Over the weekend, I read Jonathan Livingston Seagull, One, There’s No Such Place As Far Away. So now I knew who is Richard Bach. Then I started with Illusions: The Adventures of a Reluctant Messiah and then later after 3 days I started with Biplane. Well I was through with five of his books. And then the one that remained was The Bridge Across Forever: A Love Story. On Friday Misha came. Misha’s eyes twinkled at the sight of these books. He saw all the books lying scattered in my room. His expression was of a clown who gets struck by a baseball (or cricket) bat and passes out with the smug happy expression on his face.
“Sardarji, theek thaak ho (surdy, are you alright)?” was his instant question. After much dodging around, I ended up telling him the truth. Now it was easy to talk to him. Needless to say, Misha had read almost all the books. We had a nice discussion.
“After reading the book, one thing has become pretty clear in my mind. we are not here for mere earning our bread and butter. Life is all about exploring new heights, think about them till you reel under the pressure, dream about them and nurture them.” I repeated what she had said to me.
Misha had his own ideas, “ It also tells us that to follow freely the promptings of heart, one must not conceal from oneself that life is coarse and ruthless in its own wayward course. The book is a bid to rekindle the sleeping Jonathan Livingston Seagull in all of us. Through the seagull, the author explains this to us and takes us to the finer nuances of life. What does a man need? We always think of common things – bread, butter and a bed to sleep on. After reading the book, you will see that there is more to life than those. You don’t have to simply live for them. How about bringing a pose of roses for your beloved from the stiff cliffs of Alpine, when roses are out of season. This book will teach and prompt you to do that.”
I was impressed. Misha, the great. Now I can talk about this author.

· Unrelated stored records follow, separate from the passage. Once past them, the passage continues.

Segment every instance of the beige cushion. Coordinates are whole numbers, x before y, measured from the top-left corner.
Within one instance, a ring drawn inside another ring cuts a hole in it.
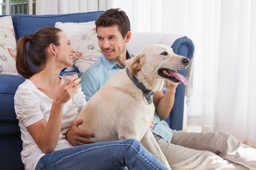
[[[18,74],[16,41],[11,16],[0,17],[0,75]]]
[[[55,27],[61,29],[70,40],[76,51],[73,56],[73,66],[84,72],[101,55],[98,43],[94,21],[87,23],[58,22]],[[68,68],[65,71],[73,70]]]

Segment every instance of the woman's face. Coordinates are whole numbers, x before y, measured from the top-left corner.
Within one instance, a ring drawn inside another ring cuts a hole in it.
[[[57,59],[65,65],[65,67],[73,65],[73,55],[75,50],[70,46],[70,41],[63,32],[59,33],[60,45],[56,48]]]

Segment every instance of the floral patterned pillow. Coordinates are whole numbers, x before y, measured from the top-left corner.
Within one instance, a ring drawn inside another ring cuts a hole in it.
[[[69,38],[71,46],[75,50],[74,66],[84,72],[101,55],[95,28]]]
[[[0,75],[18,74],[16,41],[11,16],[0,17]]]

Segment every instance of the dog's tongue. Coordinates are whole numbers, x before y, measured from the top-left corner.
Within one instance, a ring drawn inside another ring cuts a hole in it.
[[[179,73],[177,71],[174,71],[173,70],[169,70],[169,71],[170,71],[170,73],[171,73],[173,76],[175,77],[175,78],[177,80],[182,82],[184,85],[187,86],[188,85],[188,81],[183,76],[179,74]]]

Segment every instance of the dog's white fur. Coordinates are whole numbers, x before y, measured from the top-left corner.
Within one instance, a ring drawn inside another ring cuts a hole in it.
[[[182,61],[184,58],[175,54],[168,46],[153,44],[144,48],[126,64],[131,77],[135,76],[146,88],[155,91],[161,90],[164,79],[177,83],[160,76],[158,70],[184,69],[187,66]],[[91,139],[94,142],[137,139],[170,169],[149,127],[154,111],[154,104],[148,105],[143,93],[123,69],[91,97],[77,119],[83,120],[79,129],[95,134]]]

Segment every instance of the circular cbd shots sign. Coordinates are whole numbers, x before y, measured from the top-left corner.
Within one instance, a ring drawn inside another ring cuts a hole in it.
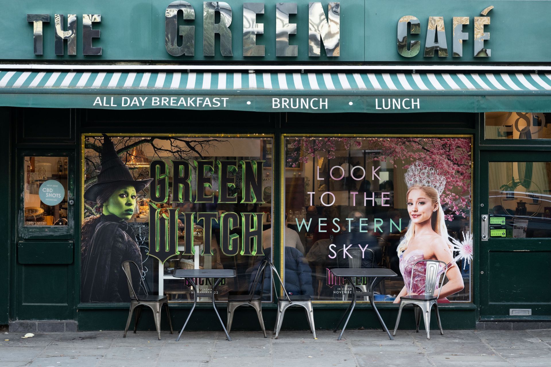
[[[56,180],[48,180],[40,185],[39,196],[40,201],[46,205],[57,205],[65,197],[65,188]]]

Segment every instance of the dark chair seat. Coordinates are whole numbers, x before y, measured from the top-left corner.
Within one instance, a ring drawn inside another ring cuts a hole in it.
[[[260,294],[255,294],[251,300],[256,301],[260,299]],[[250,294],[230,294],[228,296],[228,302],[248,302],[251,300]]]
[[[289,298],[291,299],[291,302],[296,301],[297,302],[307,302],[308,301],[312,300],[312,297],[308,295],[307,294],[302,295],[298,294],[296,295],[289,295]],[[278,297],[278,300],[281,302],[288,302],[289,298],[287,297]]]
[[[134,300],[136,300],[134,299]],[[149,295],[140,295],[139,300],[140,302],[142,302],[143,301],[149,302],[149,301],[168,300],[168,297],[167,297],[166,295],[158,295],[155,294],[151,294]]]
[[[410,299],[414,301],[434,301],[437,299],[434,294],[413,294],[407,297],[402,297],[401,299]]]

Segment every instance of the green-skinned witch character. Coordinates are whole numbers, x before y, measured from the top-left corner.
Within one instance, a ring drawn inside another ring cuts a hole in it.
[[[134,180],[111,139],[103,136],[101,170],[98,182],[84,192],[84,200],[95,203],[101,215],[82,224],[81,300],[129,302],[126,276],[121,265],[126,260],[138,265],[140,273],[134,272],[132,280],[134,289],[139,293],[142,255],[126,220],[134,213],[137,193],[153,180]]]

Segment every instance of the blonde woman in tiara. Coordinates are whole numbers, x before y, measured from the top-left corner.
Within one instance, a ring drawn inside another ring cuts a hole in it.
[[[447,239],[444,212],[440,203],[446,178],[439,175],[433,167],[417,161],[408,169],[404,179],[408,186],[406,198],[410,222],[397,250],[404,286],[394,303],[399,303],[403,296],[424,294],[426,263],[418,264],[412,276],[414,264],[420,260],[437,260],[447,264],[441,270],[446,272],[448,282],[440,290],[438,302],[448,303],[446,297],[460,292],[464,285],[461,273],[453,261],[452,247]],[[412,293],[408,294],[410,286]]]

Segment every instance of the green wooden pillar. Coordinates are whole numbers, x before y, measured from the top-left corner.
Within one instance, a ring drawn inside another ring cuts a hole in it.
[[[0,216],[0,325],[7,325],[9,321],[10,284],[10,229],[13,226],[10,215],[12,206],[10,202],[9,181],[12,161],[11,113],[8,107],[0,108],[0,208],[3,214]]]

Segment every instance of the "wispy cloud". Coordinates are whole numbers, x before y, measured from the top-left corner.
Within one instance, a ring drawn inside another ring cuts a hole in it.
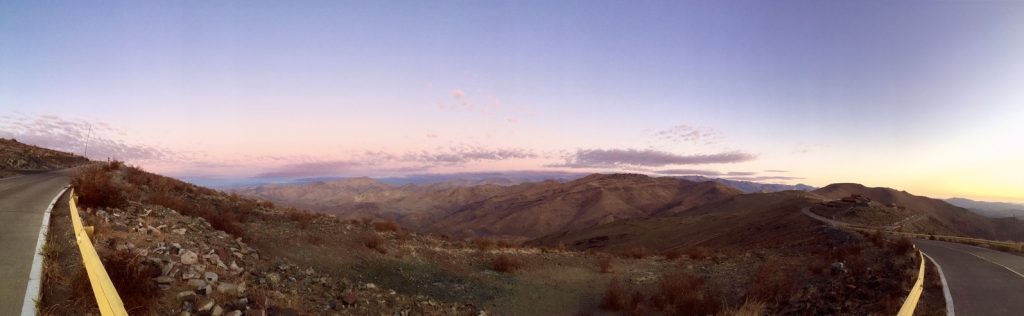
[[[580,149],[564,157],[564,163],[548,165],[562,168],[664,167],[672,165],[734,164],[757,156],[742,151],[708,154],[677,154],[653,149]]]
[[[0,117],[0,136],[91,159],[156,161],[177,159],[165,148],[123,140],[124,132],[102,122],[66,120],[55,116],[5,115]]]
[[[685,124],[655,131],[654,137],[671,142],[691,142],[706,145],[716,144],[725,139],[725,136],[716,129]]]
[[[383,175],[427,172],[441,167],[460,167],[476,162],[535,159],[521,148],[452,146],[404,153],[365,151],[349,160],[287,164],[256,175],[257,178],[303,178],[344,175]]]

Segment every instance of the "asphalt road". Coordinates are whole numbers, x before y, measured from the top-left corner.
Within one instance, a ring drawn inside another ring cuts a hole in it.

“This book packs into a few short pages a plethora of universal truths. It is a simply written tale of the nature of purpose and of perfection. It’s a story of freedom and thought and immortality that ought to inspire even the most stubborn pessimists and nay-sayers.”, I added as now I understood it better.
Misha made himself comfortable in my room (as he always used to do). Many ideas were exchanged over lunch and over evening tea. Misha wore the same smug expression and was also enjoying every moment of it.

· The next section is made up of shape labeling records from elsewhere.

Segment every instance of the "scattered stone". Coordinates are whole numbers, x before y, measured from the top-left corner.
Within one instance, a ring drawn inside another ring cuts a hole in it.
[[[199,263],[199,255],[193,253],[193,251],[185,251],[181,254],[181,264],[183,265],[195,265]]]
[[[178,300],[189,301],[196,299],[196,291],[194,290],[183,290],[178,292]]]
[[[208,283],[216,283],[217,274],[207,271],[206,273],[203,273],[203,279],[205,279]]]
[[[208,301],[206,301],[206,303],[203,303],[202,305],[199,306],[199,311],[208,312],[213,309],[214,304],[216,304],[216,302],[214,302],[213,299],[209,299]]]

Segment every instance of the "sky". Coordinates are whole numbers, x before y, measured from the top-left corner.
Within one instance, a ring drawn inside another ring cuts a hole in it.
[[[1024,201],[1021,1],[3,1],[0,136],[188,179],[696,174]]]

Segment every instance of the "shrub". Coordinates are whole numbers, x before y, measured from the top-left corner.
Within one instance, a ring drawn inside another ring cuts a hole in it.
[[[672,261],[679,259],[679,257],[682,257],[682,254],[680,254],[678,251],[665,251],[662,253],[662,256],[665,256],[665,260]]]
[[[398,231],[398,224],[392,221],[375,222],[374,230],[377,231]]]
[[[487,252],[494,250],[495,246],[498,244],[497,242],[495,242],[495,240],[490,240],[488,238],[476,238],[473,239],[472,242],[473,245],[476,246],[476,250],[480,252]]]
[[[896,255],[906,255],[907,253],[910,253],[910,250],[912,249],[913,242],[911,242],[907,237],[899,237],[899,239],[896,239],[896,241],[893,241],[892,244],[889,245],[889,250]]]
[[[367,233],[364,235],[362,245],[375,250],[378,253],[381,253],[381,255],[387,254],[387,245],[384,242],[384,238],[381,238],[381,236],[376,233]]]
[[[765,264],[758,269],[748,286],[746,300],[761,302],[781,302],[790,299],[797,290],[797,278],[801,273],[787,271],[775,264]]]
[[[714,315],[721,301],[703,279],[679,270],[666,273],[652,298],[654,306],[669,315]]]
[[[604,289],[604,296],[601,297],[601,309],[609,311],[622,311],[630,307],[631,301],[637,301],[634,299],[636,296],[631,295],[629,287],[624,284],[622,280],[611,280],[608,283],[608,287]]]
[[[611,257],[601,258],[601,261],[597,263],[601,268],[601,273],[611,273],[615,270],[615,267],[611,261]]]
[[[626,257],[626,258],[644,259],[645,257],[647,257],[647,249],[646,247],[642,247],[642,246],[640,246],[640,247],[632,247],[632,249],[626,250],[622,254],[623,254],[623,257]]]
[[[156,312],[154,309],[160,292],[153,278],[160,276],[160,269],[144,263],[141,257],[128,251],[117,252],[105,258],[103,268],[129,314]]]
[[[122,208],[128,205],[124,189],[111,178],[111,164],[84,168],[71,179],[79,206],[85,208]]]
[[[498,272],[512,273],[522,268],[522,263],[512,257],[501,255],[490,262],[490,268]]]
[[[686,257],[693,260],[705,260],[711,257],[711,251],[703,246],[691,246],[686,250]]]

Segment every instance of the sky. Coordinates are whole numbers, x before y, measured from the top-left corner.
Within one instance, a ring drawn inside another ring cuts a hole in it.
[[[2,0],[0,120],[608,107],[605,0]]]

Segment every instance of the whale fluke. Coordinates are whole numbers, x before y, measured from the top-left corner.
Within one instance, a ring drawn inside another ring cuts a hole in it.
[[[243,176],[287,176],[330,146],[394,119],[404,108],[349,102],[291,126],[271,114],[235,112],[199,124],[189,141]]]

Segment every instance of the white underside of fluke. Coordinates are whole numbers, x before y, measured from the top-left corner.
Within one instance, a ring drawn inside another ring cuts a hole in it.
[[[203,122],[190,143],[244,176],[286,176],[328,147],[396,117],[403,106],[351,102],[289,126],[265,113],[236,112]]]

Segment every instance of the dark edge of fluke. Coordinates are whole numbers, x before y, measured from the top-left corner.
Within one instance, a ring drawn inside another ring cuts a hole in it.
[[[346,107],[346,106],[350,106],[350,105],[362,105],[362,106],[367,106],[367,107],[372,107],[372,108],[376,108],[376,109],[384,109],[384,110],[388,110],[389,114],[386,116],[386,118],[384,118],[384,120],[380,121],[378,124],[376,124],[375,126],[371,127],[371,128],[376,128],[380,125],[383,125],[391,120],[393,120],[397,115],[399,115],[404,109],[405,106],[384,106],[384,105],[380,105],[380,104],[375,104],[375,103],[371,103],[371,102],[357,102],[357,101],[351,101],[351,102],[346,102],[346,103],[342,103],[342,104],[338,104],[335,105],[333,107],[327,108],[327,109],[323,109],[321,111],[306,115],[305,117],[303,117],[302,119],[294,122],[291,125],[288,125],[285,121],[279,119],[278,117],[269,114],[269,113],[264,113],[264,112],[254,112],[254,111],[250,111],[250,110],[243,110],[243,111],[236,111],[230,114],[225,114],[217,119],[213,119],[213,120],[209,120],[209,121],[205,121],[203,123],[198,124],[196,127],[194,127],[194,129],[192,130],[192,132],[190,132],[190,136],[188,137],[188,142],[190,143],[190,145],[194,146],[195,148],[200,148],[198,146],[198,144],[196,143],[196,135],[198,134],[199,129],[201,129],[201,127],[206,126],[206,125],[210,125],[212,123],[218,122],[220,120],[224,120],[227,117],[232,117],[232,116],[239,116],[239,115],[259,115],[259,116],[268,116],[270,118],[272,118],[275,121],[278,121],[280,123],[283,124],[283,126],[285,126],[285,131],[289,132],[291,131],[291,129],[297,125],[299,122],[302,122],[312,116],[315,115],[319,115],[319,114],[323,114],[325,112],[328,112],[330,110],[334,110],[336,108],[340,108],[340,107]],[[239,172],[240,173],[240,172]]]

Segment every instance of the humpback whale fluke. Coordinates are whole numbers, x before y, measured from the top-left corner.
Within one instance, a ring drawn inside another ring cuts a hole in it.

He started another thread of discussion, “There’s No Such Place as Far Away, now that is an amazing piece. When she was about to turn five, a little girl named Rae Hansen invited Richard Bach to her birthday party. Though deserts, storms, mountains, and a thousand miles separated them, Rae was confident that her friend would appear. There’s No Such Place As Far Away chronicles the exhilarating spiritual journey that delivered Rae’s anxiously awaited guest to her side on that special day – and tells of the powerful and enduring gift that would keep him forever close to her heart. Richard Bach’s inspiring, now – classic tale is a profound reminder that miles cannot truly separate us from friends … that those we love are always with us – every moment of the infinite celebration we call life.”
I was getting ideas too. as I said, “This is one of those rare books that has a timeless message and a simple beauty which belie its brevity. You can read this book in ten minutes. And, you can re-read it a hundred times and feel differently about it each time. Consider it the abridged Jonathon Livingston Seagull or Illusions, but don’t think of it as leaving out anything of importance. I particularly like this book because, in a few minutes, it helps me remember some of the simple truths of life – that time and space cannot separate us from the one’s we love. Besides that, it has some fantastic water-color illustrations which I found enjoyable to simply view.”

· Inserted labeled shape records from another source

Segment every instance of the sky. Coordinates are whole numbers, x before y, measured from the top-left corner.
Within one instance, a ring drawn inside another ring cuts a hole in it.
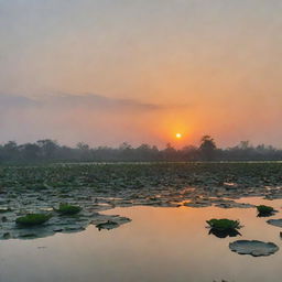
[[[282,148],[281,14],[280,0],[0,0],[0,143]]]

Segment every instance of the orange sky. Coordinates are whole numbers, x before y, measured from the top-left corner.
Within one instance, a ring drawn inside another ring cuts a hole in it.
[[[280,1],[3,1],[0,10],[0,142],[163,147],[207,133],[224,147],[281,147]],[[107,101],[66,106],[85,94]]]

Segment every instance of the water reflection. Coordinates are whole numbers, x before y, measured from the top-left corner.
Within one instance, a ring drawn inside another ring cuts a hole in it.
[[[241,234],[236,229],[218,230],[216,228],[210,228],[209,231],[208,231],[208,235],[214,235],[217,238],[241,236]]]
[[[282,200],[239,202],[271,205],[279,210],[273,218],[282,217]],[[105,214],[119,214],[132,221],[112,230],[89,226],[79,234],[0,241],[0,281],[281,281],[281,251],[270,257],[241,256],[228,247],[235,238],[218,239],[207,232],[210,218],[239,219],[243,225],[240,239],[281,247],[281,229],[257,217],[256,208],[138,206]]]

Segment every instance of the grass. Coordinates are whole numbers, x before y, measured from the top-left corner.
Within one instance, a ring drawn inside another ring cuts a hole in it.
[[[28,214],[26,216],[21,216],[15,219],[18,225],[22,226],[36,226],[46,223],[52,215],[45,214]]]
[[[82,210],[82,207],[69,204],[59,204],[58,209],[55,210],[62,215],[76,215]]]
[[[259,216],[270,216],[275,212],[273,207],[264,205],[257,206],[257,210],[259,213]]]
[[[231,219],[210,219],[207,220],[207,224],[210,228],[218,230],[218,231],[226,231],[226,230],[235,230],[240,228],[240,221],[239,220],[231,220]]]

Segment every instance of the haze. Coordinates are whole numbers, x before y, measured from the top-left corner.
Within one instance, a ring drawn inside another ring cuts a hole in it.
[[[281,14],[280,0],[0,0],[0,142],[281,147]]]

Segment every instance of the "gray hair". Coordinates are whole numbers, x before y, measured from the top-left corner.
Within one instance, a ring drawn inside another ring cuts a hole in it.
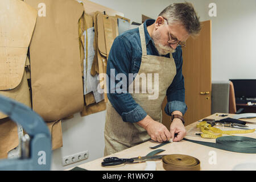
[[[173,3],[167,6],[158,16],[168,20],[169,25],[181,23],[191,35],[197,35],[201,31],[199,18],[192,3]]]

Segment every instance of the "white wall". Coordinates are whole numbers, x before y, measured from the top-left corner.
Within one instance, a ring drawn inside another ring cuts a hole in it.
[[[122,12],[126,18],[141,23],[141,15],[152,18],[173,2],[184,1],[91,0]],[[188,0],[192,2],[201,20],[212,20],[212,79],[256,79],[256,1]],[[208,5],[217,5],[217,17],[208,15]],[[63,147],[53,152],[52,169],[61,170],[102,157],[106,112],[62,122]],[[63,167],[63,157],[88,150],[86,160]]]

“Yes, exactly. Very true, very true”, Misha said sipping his tea.
I wanted to explore more. “And Illusions: The Adventures of a Reluctant Messiah. In the cloud-washed airspace between the cornfields of Illinois and blue infinity, a man puts his faith in the propeller of his biplane. For disillusioned writer and itinerant barnstormer Richard Bach, belief is as real as a full tank of gas and sparks firing in the cylinders…until he meets Donald Shimoda–former mechanic and self-described messiah who can make wrenches fly and Richard’s imagination soar…. In Illusions, the unforgettable follow-up to his Richard Bach takes to the air to discover the ageless truths that give our souls wings: that people don’t need airplanes to soar…that even the darkest clouds have meaning once we lift ourselves above them… and that messiahs can be found in the unlikeliest places–like hay fields, one-traffic-light midwestern towns, and most of all, deep within ourselves.”
Misha had something to say too. “The best part is the thought-provoking dialogue between a guy named Richard and a real Messiah. This story will change you if it ever get into your head.”
Misha left for home later in the evening. That night, I finished Biplane. It was first time in my life I felt there is more than Sidney Sheldon to life. There is Richard Bach. Oh what a writer. I was doing it all because of her. Did you guys think I forgot her, talking about Misha and Richard Bach? Of course not.
And all these days, I must tell you, I was meeting her everyday and we talked and chatted a bit – but not Richard Bach.
During the next weekend I finished with The Bridge Across Forever: A Love Story. Bach wrote of a man haunted by the ghost of a wise, mystical, lovely lady who lived just around the corner in time. This story tells of his quest to find her. His search for his dreamed-of soulmate, his detour into wealth and success, and his ultimate meeting with the woman with whom he has found love and enchantment. If you’ve ever felt alone in a world of strangers, missing someone you’ve never met, you’ll find a message from your love in this book. Isn’t it amazing how our life is so in our faces yet we are too blind to see? This reconnects to the hummings from my inner self and not the moaning of the outside world. When we are finally at one, awake, and aware who knows maybe we can all have it. We get the answers all the time but we push them away for whatever reason. An inspiration to love beyond this life.
Well, I had read it all and was ready to talk to anyone about this author. All this to get the attention of that someone special. Over the next weekend, I went to Amritsar to meet my parents. Spent some time with them. Met couple of friends. Missed her. Traveled back to Chandigarh.
On Monday, I met her. After daily greetings, I told her that I had brought the books she wanted. She was happy to know that and seeing her happy, I was happy too. That evening I took the books to her place and gave it to her. And even suggested the one’s she should read first and the one’s that are to be savored last.
She read them in about 10-12 days time. I had continued to meet her wherever I could and even discussed the books individully with her (thanks to Misha). She was happy to know that I had read them all. She was impressed by my versions and understanding of these writings (I think). Afterwards, she suggested many more books to me and many more she demanded (the one’s she wanted to read and Ajay happily supplied me with them (of course not free).
And that how I came to know about Richard Bach. As I write this, I see that set of books in front of me. As I look back, sometimes I think I was making a fool of myself, and at other times, I think that she has to be thanked at some point for making me a more ferocious reader. I have read hundreds of books since, needless to say even more heavier than Richard Bach. But these books have a special place in the time line of my life. It was fate, destiny or her, but in the end, she did make a difference in my life, and my reading.
Wherever she is in the world, I hope she is reading some new book, or maybe she is reading the ‘life’ itself.
Copyright JPS Nagi
Epilogue (August 2010): Although my original Richard Bach books are scattered everywhere, my new set of Richard Bach still sits on my bookshelf, as seen in one of the images above.